The year before, a Wellesley student, Hillary Rodham, had spent time a good deal of time interviewing him as the subject of her senior thesis.
Seventeen years later, a Columbia University graduate, Barack Obama, took a $13,000-a-year job in the Chicago organization Alinsky had founded.
Alinsky is a maddening figure to assess, even from this distance. He was charismatic, caring and selfless, but he could be crude, vulgar, disruptive and self-centered--often at the same time. His passion inspired downtrodden people, from Chicago stockyard workers to California migrant laborers, to organize and stand up for themselves.

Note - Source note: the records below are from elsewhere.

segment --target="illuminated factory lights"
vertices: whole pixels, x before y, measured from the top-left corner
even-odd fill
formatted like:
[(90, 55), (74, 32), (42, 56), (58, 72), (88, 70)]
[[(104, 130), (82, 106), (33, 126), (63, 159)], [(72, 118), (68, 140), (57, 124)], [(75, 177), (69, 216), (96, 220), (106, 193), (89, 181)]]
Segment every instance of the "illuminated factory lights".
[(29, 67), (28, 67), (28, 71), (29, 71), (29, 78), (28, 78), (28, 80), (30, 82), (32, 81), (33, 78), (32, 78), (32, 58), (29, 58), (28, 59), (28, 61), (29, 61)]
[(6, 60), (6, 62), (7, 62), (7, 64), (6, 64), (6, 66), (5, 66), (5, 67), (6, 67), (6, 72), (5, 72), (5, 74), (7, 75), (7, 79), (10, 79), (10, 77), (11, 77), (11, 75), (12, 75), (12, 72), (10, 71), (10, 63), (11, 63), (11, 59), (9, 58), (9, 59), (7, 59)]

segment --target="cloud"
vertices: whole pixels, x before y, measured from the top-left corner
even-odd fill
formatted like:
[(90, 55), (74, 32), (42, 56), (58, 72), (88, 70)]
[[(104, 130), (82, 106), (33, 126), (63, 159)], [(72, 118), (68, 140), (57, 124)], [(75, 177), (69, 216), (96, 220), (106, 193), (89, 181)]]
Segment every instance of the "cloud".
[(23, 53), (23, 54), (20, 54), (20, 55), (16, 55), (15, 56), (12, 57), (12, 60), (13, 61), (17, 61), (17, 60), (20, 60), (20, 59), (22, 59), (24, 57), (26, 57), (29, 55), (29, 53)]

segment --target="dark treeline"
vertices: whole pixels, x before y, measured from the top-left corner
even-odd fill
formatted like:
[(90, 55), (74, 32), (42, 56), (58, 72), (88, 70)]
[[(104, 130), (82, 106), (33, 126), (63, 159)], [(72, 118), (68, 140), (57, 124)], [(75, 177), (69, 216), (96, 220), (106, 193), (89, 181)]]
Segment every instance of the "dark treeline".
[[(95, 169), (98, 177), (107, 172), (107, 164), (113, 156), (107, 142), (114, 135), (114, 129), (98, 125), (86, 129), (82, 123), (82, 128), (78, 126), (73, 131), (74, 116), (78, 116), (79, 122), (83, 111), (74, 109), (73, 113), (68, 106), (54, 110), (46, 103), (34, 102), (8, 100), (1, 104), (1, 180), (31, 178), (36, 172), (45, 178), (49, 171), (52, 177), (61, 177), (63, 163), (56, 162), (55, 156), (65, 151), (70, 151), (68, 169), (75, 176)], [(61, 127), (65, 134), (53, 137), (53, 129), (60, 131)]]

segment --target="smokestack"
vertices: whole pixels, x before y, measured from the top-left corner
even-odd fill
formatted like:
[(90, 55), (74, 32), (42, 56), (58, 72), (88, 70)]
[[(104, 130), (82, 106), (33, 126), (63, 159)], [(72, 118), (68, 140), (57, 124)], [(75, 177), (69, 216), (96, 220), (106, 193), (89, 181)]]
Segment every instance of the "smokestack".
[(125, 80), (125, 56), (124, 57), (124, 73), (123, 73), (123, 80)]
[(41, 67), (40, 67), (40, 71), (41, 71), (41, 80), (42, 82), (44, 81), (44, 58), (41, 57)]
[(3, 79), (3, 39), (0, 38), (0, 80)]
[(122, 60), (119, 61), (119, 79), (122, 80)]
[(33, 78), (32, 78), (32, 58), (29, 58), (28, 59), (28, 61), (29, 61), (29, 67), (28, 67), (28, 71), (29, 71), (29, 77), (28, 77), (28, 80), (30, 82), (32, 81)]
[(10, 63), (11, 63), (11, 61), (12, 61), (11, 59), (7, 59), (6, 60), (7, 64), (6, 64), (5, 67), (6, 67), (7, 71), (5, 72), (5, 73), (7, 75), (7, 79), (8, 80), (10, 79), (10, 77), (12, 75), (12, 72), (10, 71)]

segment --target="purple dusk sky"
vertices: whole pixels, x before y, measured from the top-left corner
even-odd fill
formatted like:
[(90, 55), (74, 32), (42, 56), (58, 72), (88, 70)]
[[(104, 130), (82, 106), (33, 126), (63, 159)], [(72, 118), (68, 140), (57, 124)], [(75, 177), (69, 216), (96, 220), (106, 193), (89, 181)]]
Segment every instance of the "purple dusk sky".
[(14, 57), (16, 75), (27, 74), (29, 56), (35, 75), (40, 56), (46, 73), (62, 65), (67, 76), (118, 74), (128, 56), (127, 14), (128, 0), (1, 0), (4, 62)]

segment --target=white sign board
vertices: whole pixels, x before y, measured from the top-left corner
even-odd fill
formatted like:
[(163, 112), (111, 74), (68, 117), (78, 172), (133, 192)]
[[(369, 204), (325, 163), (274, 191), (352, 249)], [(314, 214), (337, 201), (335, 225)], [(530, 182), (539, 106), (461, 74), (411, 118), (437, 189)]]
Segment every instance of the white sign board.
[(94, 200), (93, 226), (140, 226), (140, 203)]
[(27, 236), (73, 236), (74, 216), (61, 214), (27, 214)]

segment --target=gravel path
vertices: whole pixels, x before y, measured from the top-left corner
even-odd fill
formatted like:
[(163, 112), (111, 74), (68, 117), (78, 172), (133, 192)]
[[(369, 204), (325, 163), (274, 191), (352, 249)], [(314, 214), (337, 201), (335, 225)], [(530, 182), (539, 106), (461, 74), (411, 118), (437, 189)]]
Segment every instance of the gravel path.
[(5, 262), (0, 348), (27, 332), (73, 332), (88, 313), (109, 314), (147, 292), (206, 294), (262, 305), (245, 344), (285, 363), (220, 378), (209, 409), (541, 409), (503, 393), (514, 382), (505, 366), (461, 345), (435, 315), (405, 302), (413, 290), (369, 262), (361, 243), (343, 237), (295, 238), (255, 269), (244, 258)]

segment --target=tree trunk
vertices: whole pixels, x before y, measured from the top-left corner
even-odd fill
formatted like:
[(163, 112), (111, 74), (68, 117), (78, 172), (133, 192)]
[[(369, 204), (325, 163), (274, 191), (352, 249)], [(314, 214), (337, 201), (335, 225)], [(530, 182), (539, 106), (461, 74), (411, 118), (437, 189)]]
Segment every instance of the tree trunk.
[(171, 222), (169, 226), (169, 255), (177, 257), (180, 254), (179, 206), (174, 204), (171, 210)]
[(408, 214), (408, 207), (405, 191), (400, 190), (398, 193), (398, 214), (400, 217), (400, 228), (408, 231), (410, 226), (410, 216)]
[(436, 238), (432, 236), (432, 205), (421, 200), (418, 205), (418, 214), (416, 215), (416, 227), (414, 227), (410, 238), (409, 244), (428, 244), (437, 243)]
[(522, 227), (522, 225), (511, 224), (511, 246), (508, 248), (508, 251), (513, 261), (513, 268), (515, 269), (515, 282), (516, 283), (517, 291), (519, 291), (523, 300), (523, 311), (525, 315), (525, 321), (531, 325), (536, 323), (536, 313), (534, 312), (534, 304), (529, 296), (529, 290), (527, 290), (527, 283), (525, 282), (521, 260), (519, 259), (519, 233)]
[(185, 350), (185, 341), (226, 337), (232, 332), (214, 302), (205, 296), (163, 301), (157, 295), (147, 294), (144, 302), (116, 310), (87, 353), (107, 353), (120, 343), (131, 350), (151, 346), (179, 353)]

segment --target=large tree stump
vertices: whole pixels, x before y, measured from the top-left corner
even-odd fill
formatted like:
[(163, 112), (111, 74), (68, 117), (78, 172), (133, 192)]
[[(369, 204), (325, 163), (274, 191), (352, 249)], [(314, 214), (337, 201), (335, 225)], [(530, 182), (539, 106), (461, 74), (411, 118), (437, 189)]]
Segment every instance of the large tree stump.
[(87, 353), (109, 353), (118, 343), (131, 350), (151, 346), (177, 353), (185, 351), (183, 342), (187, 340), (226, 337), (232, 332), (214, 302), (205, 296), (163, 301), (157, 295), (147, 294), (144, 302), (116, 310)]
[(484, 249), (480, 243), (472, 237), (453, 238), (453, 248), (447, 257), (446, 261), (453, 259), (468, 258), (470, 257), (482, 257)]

Hillary Rodham’s thesis gave him a mixed review, conceding that Alinsky was “a born organizer” and “a man of exceptional charm” in “a peculiarly American tradition” but ultimately judging him unable to create larger social change. She was “tempted” but declined his offer of a job and went on to law school.
In 1985, Obama began three years of community organizing, getting residents to agitate for improvements such as better trash removal, playgrounds for their kids and removing asbestos from public housing. The he too decided to go to law school.
In announcing his candidacy, Obama said that, in those neighborhoods, he had “received the best education I ever had” and “learned the true meaning of my Christian faith.”
Hillary Clinton has been more circumspect about her Alinsky experience. When her husband became President, she had her thesis sealed and, even now, it can only be read on the Wellesley campus.
Her caution is understandable: Hillary Rodham’s college years were a time of national turmoil. She began as president of the campus Republicans and ended supporting Gene McCarthy’s effort to stop the war in Vietnam.
What Clinton and Obama had in common, a generation apart, was youthful idealism looking for a way to express itself in the larger world. Despite his radical methods, Alinsky believed in working through the system. “Compromise,” he said, “is a noble word that sums up democracy.”
Now as Hillary Clinton and Barack Obama face the ultimate test of democracy, they can expect their early years to be the target of sliming. The producer of the swift-boat attack ads is salivating over the prospect of showing John McCain as a POW and superimposing phrases from the Wellesley thesis.
To deal with that kind of distortion, Clinton and Obama will have to show a toughness Alinsky doubted that people like them have. “A liberal,” he liked to say, “is someone who walks out of the room when the argument turns into a fight.”
What’s at stake in 2008 is worth fighting for.